Becker, a professor at both the Johns Hopkins University School of
Medicine and the university's Bloomberg School of Public Health, and
a team that included researchers at Duke and Emory universities, also
say their results, based on blood analysis from 548 black men and
women in the Baltimore region and confirmed in several hundred more
in the Atlanta and Durham, N.C., regions, help explain why earlier
studies found potentially dangerous genetic connections to this type
of heart disease in Caucasians, Hispanics and Asians, but failed to
find a negative tie-in to the disease in blacks.
Earlier studies, says Becker, had involved genome-wide reviews in
multiracial populations and taken "a needle in the haystack approach"
to finding that one change in a string of some 58,000 base pairs, in
a chromosomal region known as 9p21. That region, which includes
CDKN2B, is associated with higher rates of coronary disease in non-blacks.
The team's latest analysis was successful, she believes, because it
had a large and sufficiently broadly based black volunteer
population. The study group comprised men and women between the ages
of 26 and 60. Investigators also focused on the 9p21 region and a
subsection of genetic material within called ANRIL that overlaps and
is closely held to CDKN2B, but away from the deleterious genetic
variant found earlier.
Johns Hopkins cardiologist Brian Kral, M.D., M.P.H., says the
abundance of activity in this particular region of the genome,
including CDK2NB and ANRIL, suggests that everyday replication of
this zone could play a more fundamental, underlying role in the
progression of coronary artery disease in all races.
Kral, an assistant professor at Johns Hopkins and its Heart and
Vascular Institute. was co-lead investigator of the latest study,
along with Johns Hopkins genetic epidemiologist Rasika Mathias, Sc.D.
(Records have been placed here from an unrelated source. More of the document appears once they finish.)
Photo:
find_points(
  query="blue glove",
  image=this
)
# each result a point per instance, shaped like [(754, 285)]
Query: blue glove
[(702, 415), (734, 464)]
The team next plans to further investigate the ANRIL subregion of
9p21 to see if any single genetic changes speed up or slow down
progression of coronary diseases.
Blood samples for the genetic analysis came from a larger study being
led by Becker of some 4,000 people from white and African-American
ethnic backgrounds. Called the Genetic Study of Atherosclerosis Risk
(GeneSTAR), under way at Johns Hopkins since 1983, it involves
participants who were all healthy upon enrollment, with no existing
symptoms of heart disease. All were monitored for at least five
years with periodic check-ups to see who developed heart disease and
who did not. Each had a sibling or a parent who had a history of
coronary artery disease or some other symptom of blocked arteries,
such as chest pain or shortness of breath. The latest study was
based on results collected through 2007, by which time 35 black study
participants had suffered some form of heart attack or needed an
angioplasty or X-ray scan of the heart's blood vessels to confirm or
rule out arterial blockages.
Study funding was provided by the National Heart, Lung and Blood
Institute (NHLBI), a member of the National Institutes of Health, and
the Johns Hopkins Clinical Research Center.
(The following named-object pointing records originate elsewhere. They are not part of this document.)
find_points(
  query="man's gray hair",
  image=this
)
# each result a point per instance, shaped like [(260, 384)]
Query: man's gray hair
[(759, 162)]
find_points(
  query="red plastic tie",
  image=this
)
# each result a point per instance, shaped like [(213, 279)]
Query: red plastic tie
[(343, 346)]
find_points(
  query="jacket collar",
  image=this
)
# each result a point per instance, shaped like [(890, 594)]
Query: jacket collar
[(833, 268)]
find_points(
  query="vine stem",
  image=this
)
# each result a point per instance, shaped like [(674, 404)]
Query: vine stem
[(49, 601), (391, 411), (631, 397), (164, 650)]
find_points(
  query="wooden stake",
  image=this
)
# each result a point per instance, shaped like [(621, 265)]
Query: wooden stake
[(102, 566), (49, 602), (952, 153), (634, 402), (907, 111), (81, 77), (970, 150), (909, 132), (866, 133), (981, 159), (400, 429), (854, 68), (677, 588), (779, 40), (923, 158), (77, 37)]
In addition to Becker, Kral and Mathias, other Hopkins researchers
involved in this report are Bhoom Suktitipar, M.D.; Ingo Ruczinski,
Ph.D.; Dhananjay "Jay" Vaidya, M.B.B.S., Ph.D.; Lisa Yanek, M.P.H.;
and Lewis Becker, M.D. Arshed Quyyumi, M.D.; Riyaz Patel, M.D.; A
Maziar Zafari, M.D., Ph.D.; and Viola Vaccarino, M.D., Ph.D., all at
Emory University in Atlanta, also contributed to the
research. Further study assistance and support was provided from
Elizabeth Hauser, Ph.D., and William Kraus, M.D., both at Duke
University Medical Center in Durham, N.C.